Dr. Stanley Greenspan who created the DIR model, suggested that having more daily Floortime sessions will provide your child with more opportunities to connect with you and problem-solve. By increasing the amount of quality time you spend with your child in Floortime, you improve the child’s connection with you and you are showing empathy to your child so your child can, in turn, develop their own empathy. Using Floortime to supplement how we set limits and lay out expectations is a way to help your child develop and mature with empathy and respect for others.

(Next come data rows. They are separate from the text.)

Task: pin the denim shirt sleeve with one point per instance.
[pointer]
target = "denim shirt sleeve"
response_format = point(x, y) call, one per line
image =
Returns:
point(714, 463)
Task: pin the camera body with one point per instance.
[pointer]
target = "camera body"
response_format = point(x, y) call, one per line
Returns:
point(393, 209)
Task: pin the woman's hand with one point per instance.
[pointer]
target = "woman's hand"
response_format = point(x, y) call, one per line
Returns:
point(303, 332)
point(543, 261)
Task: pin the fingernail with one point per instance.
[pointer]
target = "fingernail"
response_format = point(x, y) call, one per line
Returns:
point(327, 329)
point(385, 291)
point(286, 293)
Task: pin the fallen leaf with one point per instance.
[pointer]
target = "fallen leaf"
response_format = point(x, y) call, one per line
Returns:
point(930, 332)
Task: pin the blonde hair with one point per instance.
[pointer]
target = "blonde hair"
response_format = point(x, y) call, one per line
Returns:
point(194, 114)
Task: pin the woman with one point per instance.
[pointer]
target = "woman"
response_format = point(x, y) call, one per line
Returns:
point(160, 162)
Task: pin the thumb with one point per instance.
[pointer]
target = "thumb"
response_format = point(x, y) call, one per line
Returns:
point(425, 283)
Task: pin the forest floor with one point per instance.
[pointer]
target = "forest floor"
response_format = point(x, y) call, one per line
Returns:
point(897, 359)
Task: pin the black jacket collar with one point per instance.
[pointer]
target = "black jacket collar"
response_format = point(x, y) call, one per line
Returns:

In Floortime, our son is working in the fourth Functional Emotional Developmental Capacity (FEDC) where he is entering the realm of symbolic play. We have a great opportunity to enact going to school, and leaving school, with characters he likes. Here we can set the situation up for him to see where he takes it. Since our son plays with trains everyday and is beginning to voice the role of different train characters, I could race over to startle one of the trains and ‘tickle’ the train.
My son might then do the same back, thinking it’s great fun, but when he does, I could react negatively saying that I don’t like that and that he startled me. Providing our son with the opportunity to think about these scenarios through play and work through his emotions will be a great asset to him when he is faced with similar situations again at school.